A nurse practitioner with a pediatric specialty, Brin is Alive Monarchs' clinical director. She said the program's name was "a rhetorical way" to navigate the negatively of words such as hospice. "When we talk to children about death and the dying process, we use a lot of images from nature. Obviously, the butterfly is one of those we talk about, the whole life process and metamorphosis," she said. Alive Monarchs is one of the few programs of its kind in the nation.
The hospice care is traditional, delivered either at the home or in one of Alive Hospice's three inpatient facilities, all equipped to handle pediatric patients. The palliative service, on the other hand, is more consultative in nature, and Brin said much of the service is delivered at Vanderbilt Children's Hospital. An oncologist, for example, may call on Alive Monarchs to help manage a patient's pain or other symptoms or to facilitate difficult conversations about advanced-care planning. "Palliative care is for anyone living with a life-threatening diagnosis – and we always emphasize living with. It's a way that we have created early access to our services," Brin said, noting that evidence shows that pain relief and symptom management help patients live longer.
Brin acknowledged that, when it comes to relieving pain in the smallest children who can't give verbal feedback, the job is more challenging. "There is a lot of discussion about that in pediatric literature," she said. "The assessments that we do for pain are different than the assessments we do for an adult. We have nonverbal cues that we use, as well as really monitoring the vitals to determine if our pain management is being therapeutic."
Alive Monarchs' perinatal service answers a need in the region, where psychosocial support has been limited for families facing a tragic pregnancy prognosis.

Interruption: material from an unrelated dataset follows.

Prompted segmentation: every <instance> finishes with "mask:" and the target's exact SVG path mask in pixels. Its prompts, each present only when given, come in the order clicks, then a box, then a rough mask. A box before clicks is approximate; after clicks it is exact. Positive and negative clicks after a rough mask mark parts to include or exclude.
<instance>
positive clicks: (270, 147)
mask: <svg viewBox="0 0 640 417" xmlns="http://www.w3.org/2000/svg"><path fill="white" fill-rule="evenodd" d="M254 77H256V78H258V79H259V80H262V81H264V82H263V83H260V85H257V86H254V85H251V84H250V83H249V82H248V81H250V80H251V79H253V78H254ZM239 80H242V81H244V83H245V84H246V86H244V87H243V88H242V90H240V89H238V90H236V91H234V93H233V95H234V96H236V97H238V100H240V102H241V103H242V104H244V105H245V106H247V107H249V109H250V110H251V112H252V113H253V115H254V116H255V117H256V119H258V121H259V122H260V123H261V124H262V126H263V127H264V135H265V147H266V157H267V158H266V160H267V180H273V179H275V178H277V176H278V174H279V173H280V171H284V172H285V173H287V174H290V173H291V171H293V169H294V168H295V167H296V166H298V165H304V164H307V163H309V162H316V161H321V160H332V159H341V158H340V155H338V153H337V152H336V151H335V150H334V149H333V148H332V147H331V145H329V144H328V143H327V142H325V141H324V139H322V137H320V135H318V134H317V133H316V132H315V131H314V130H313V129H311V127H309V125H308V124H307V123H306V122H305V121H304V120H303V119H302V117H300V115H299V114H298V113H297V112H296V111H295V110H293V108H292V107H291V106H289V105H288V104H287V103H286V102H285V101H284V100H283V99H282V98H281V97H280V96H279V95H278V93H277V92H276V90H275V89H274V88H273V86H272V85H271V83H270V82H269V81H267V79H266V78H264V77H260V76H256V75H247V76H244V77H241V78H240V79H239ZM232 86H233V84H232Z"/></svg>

The social worker and chaplain team up with the mother's perinatologist to offer services that include anticipatory grief counseling or help developing a birth plan "to give that family a little bit more control, if you will, in a very uncontrolled situation," Brin said. Babies born with severely limited life expectancy, however, sometimes live longer than anticipated – two weeks rather than two days. Typically, those infants would remain in the neonatal intensive care unit. Yet, Alive Monarchs offers another alternative. "We can give the family the option of, immediately at birth, signing up for hospice, and we bring the baby home and are able to support the family for however long the baby has," Brin said.
Alive Monarchs typically cares for patients age 18 or under, yet the program already has cared for young adults in their early 20s if the referral is from a pediatric provider. "Sometimes there are psychosocial nuances that fit a pediatric care team more so than an adult team," Brin said.
In calendar year 2008, Alive Monarchs served 31 patients in hospice, 50 in palliative care and 11 in its perinatal program.